Coira: We thought this was a great chance  to talk about this, without giving history lessons in a series with a lot of pace. But I think this was the reason why we created this series, to mix these historical and social issues in a slightly absurd tale. And another aspect is the world of television in Spain, this mixture of the sublime and prosaic. 

Araújo: Control of TVE, Spain’s public broadcast network, was split 50%/50% between Falangists and Opus Dei technocrats, which was exactly the same with the government. It was a kind of microcosmos which defined how the political system worked.    

And is the series finished? 

Araújo: No. We are finishing the post-production process. We are transferring the digital image to 16mm. It’s the first time this will be done in Spain that we know.

You’re one of the most popular creatives duos in Spain, making “Hierro” and “Rapa,” two of the most-watched series in Movistar Plus+ history. How do you work on series?
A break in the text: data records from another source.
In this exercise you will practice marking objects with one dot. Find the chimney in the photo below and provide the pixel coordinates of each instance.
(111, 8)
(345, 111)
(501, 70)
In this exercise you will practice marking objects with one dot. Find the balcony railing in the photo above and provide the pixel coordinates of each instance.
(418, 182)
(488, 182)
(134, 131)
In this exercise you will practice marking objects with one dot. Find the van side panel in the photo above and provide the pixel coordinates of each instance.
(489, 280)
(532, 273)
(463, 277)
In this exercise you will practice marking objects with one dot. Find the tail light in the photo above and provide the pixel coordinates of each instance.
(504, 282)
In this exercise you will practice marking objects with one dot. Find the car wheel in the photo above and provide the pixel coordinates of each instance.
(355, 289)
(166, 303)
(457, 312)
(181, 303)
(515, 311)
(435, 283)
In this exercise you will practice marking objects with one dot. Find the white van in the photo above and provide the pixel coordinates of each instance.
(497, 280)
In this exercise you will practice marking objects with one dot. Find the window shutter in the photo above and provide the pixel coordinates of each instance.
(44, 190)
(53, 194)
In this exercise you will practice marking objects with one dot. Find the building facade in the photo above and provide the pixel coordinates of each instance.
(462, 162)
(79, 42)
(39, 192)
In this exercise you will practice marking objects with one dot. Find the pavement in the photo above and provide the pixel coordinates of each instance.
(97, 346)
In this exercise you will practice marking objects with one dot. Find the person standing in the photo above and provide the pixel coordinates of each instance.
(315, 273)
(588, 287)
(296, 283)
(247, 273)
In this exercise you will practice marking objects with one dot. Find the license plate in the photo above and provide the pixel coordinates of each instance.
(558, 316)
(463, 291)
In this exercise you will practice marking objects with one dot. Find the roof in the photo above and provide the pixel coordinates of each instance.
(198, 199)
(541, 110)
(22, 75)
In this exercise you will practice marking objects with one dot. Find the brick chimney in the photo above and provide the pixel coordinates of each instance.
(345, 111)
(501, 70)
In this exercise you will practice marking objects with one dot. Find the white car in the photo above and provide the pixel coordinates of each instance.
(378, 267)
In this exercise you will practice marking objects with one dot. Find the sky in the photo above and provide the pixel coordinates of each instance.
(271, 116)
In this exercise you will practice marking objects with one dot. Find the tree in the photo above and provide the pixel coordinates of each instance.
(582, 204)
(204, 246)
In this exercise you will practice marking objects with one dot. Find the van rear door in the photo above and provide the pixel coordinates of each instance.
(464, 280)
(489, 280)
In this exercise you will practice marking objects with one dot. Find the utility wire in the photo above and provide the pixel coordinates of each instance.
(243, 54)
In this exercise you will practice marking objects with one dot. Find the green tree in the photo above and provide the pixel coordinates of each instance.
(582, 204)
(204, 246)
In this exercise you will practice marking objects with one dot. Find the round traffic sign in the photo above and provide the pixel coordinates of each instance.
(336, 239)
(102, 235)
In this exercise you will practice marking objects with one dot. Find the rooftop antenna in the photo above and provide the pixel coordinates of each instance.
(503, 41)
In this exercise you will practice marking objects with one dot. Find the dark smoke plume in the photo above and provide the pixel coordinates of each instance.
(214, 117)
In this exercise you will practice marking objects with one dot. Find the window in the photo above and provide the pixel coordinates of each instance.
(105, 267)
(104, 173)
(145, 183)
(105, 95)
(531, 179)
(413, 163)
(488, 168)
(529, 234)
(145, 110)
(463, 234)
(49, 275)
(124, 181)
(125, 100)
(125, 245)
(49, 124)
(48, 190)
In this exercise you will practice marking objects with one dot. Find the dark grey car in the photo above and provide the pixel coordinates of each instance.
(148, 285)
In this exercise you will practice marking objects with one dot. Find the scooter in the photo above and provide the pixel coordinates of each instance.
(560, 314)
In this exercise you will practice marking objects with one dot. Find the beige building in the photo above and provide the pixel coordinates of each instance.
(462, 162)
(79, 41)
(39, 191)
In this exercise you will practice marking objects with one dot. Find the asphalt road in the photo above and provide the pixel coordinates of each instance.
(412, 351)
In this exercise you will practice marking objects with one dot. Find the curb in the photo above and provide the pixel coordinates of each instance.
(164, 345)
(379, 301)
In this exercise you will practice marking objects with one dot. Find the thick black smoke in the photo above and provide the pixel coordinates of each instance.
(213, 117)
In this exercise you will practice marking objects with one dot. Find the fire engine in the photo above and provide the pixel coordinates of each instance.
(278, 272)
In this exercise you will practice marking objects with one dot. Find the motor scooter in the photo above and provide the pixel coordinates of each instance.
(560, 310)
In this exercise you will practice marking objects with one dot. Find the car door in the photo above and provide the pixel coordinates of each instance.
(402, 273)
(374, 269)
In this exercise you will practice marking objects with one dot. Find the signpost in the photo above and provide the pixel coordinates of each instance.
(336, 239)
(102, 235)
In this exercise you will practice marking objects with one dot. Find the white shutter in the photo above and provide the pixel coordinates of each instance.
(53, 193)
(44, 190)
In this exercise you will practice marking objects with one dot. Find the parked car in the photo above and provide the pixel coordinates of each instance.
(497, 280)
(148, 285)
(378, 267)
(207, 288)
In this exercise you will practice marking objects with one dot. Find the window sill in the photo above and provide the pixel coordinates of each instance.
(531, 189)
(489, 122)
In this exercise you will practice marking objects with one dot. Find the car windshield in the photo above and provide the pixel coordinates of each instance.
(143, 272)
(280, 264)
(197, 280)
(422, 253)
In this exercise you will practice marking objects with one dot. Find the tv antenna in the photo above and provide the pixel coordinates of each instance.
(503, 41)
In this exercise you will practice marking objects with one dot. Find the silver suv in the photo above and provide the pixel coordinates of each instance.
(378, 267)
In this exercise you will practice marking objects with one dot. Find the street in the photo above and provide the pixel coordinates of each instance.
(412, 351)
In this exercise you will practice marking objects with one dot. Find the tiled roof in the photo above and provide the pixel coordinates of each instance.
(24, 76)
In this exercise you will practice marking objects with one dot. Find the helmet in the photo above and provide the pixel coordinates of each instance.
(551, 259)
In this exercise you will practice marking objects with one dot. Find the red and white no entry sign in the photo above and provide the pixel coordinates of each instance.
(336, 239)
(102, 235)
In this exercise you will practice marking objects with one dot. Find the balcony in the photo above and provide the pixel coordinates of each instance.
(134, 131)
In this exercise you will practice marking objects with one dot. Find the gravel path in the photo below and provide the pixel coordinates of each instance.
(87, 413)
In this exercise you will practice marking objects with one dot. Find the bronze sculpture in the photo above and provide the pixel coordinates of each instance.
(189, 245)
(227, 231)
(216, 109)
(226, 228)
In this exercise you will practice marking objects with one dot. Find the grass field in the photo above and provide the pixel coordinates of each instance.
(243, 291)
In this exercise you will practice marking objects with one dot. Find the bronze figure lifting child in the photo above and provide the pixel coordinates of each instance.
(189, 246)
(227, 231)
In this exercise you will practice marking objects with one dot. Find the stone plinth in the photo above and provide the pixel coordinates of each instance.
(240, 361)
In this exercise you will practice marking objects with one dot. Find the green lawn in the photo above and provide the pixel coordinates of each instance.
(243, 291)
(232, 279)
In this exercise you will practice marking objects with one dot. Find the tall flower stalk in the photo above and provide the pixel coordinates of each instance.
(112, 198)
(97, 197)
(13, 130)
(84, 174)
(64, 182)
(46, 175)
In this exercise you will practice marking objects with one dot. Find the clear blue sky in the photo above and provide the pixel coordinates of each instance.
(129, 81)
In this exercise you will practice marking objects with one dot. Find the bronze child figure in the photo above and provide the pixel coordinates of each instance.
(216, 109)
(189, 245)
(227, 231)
Coira: Quite informally. “La Canción” was born when we were turning over ideas for a series and we said, ‘There’s a story here,’ and it wouldn’t be a crime drama which is very much in our comfort zone, though it allows a huge range of things. “La Canción,” when push comes to shove however, is not so different to “Hierro” and “Rapa”: It’s trying to tell a story, treating viewers with large respect and trying to be entertaining. 

Araújo: Our obsession when writing is to write from the point of view of the characters. Everything can have humor, emotion, life, without avoiding genre. But what we do is construct complex characters  with whom we hope that spectators will want to make a journey with them, spending number of hours with these human beings.